As more women enter the workforce either as a personal choice or out of economic need, grandparents are an increasingly important source of child care in the United States. But the care provided by grandparents varies greatly depending on their age, resources, and needs of children.
A new University of Chicago study, based on a National Institute on Aging survey, shows that 60 percent of grandparents provided some care for their grandchildren during a 10-year period, and 70 percent of those who did provided care for two years or more.
The results mirror recent U.S. Census (2010) data showing the importance of grandparents in child care.
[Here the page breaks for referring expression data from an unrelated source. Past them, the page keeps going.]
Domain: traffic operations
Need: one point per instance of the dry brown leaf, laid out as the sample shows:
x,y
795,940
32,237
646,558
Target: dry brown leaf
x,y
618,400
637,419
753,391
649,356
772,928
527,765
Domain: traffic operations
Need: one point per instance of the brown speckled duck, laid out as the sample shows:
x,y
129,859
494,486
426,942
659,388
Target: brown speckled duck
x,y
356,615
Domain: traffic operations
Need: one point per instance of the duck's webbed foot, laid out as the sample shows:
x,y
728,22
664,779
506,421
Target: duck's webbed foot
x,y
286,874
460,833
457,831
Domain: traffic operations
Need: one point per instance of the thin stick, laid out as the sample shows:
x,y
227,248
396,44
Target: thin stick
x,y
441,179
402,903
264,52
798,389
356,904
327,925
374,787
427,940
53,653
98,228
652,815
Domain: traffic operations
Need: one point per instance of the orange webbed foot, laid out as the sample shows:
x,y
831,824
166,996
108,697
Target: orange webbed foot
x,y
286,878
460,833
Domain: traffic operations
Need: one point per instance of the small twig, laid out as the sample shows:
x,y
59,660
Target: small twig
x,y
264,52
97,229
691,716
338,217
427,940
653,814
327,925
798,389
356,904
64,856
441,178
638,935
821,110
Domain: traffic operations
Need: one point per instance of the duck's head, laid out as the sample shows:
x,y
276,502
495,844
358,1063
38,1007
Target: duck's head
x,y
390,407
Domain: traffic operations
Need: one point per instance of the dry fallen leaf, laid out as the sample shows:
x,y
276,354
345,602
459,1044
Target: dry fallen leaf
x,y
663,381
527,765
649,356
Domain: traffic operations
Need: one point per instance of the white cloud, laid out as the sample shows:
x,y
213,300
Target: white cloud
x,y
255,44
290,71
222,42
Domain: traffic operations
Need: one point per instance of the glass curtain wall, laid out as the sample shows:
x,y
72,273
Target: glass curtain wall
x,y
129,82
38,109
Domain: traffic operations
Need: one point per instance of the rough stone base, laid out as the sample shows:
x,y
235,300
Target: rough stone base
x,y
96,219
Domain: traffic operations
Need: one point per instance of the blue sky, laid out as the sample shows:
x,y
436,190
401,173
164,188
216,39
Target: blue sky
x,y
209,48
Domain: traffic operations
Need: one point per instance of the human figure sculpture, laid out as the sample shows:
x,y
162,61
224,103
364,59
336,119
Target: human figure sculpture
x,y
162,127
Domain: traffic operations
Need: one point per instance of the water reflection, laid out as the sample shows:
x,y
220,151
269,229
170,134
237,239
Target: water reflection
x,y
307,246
Census data reveal that 8 percent of grandparents live with their grandchildren, and 2.7 million grandparents are responsible for most of their grandchildren’s needs.
This report represents an upward trend over the past four years of more than 300,000 grandparents moving into parental roles.
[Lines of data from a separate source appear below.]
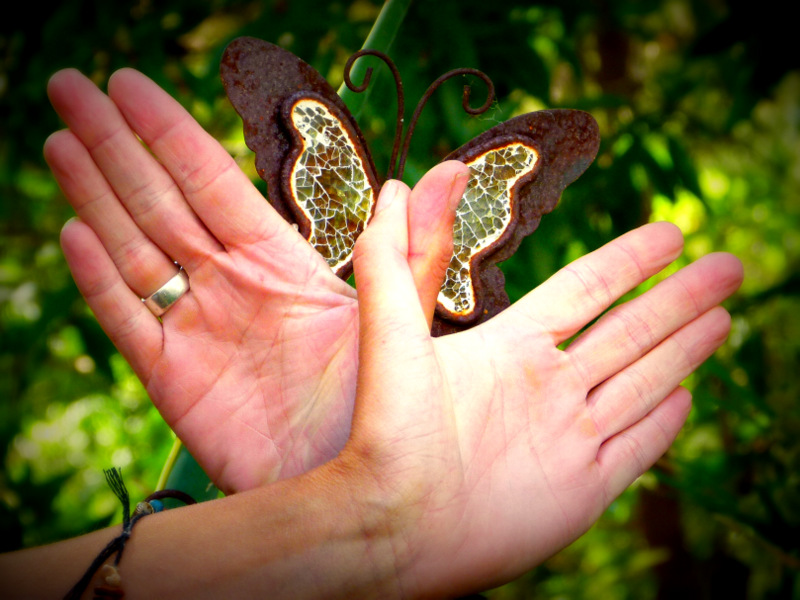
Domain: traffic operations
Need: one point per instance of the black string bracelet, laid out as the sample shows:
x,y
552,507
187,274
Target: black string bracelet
x,y
148,506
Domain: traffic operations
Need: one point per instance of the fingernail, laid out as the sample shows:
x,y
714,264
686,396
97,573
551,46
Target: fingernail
x,y
388,194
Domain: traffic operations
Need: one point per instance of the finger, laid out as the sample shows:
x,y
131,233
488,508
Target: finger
x,y
384,282
120,312
394,337
431,214
144,187
581,291
141,263
214,185
628,396
634,328
633,451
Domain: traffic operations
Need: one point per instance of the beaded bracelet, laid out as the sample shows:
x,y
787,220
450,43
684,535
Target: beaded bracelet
x,y
112,587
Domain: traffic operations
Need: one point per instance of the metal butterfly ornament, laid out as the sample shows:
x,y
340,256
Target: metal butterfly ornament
x,y
321,177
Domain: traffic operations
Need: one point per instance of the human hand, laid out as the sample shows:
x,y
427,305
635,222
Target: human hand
x,y
490,449
254,368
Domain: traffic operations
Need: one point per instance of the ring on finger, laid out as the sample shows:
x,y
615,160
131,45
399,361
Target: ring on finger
x,y
168,294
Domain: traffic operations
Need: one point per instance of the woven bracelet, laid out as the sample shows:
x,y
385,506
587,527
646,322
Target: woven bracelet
x,y
112,587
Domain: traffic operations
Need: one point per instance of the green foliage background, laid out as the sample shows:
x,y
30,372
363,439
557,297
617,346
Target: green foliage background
x,y
699,108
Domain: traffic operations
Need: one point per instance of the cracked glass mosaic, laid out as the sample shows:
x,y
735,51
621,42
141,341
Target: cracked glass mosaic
x,y
483,214
329,182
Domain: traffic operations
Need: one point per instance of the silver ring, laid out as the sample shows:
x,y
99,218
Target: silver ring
x,y
168,294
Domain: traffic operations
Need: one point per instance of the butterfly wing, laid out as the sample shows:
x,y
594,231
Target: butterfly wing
x,y
518,171
320,175
308,147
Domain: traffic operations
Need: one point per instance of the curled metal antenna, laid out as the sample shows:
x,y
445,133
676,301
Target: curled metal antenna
x,y
464,103
398,128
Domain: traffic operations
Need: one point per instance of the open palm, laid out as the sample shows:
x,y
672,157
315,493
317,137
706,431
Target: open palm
x,y
493,448
254,368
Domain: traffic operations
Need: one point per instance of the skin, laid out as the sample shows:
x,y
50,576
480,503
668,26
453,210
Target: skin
x,y
470,458
456,476
262,350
Additionally, grandparents are the primary source of child care for 30 percent of mothers who work and have children under the age of five, the Census survey showed.
The UChicago study explores the diversity in the kinds of care provided by grandparents.
“Our findings show that different groups of grandparents are likely to provide different types of care. Importantly, grandparents with less income and less education, or who are from minority groups, are more likely to take on care for their grandchildren,” said researcher Linda Waite, Ph.D.
The study found that while minority, low-income grandparents were more likely to head households with grandchildren, most grandparents provided some kind of care for their grandchildren.
The research is based on one of the most comprehensive surveys done on grandparenting, the 1998-2008 Health and Retirement Study supported by the National Institute on Aging. The longitudinal study interviewed 13,614 grandparents, aged 50 and older, at two-year intervals over the period to determine their level of care-giving.
The results are published in the Journal of Family Issues.
Researchers investigated a variety of socio-demographic settings for grandparent care.
These included multi-generational households, in which a grandparent lives with a child and grandchildren; and skipped generation households, in which a grandparent heads the household caring for grandchildren without their parents being present.
Among the paper’s findings are:
- African-American and Hispanic grandparents are more likely than whites to begin and continue a multi-generation household or start a skipped generation household;
- African-American grandparents are more likely to start a skipped generation household. Hispanic grandparents are more likely to start a multi-generational household;
- Grandparents with more education and better incomes were more likely to provide babysitting, Waite said;
- Grandmothers are more likely than grandfathers to provide babysitting. Grandparents who are married are more likely to begin and continue babysitting, however;
- Grandparents are less likely to provide care if they have minor children of their own at home;
- Grandparents least likely to provide care are older, unmarried and less likely to be working.
Waite believes the finding should inform public policy. Policymakers need to recognize that child welfare agencies are increasingly dependent on family members, particularly grandparents, to provide care to children when parents cannot.
However, younger grandparents are often challenged by the new role as Census figures show that 60 percent of the grandparents caring for their grandchildren also are in the labor force.
“Day care assistance may be particularly needed by middle-aged grandparents who are juggling multiple role obligations — as parent, a grandparent and a paid employee,” Waite wrote.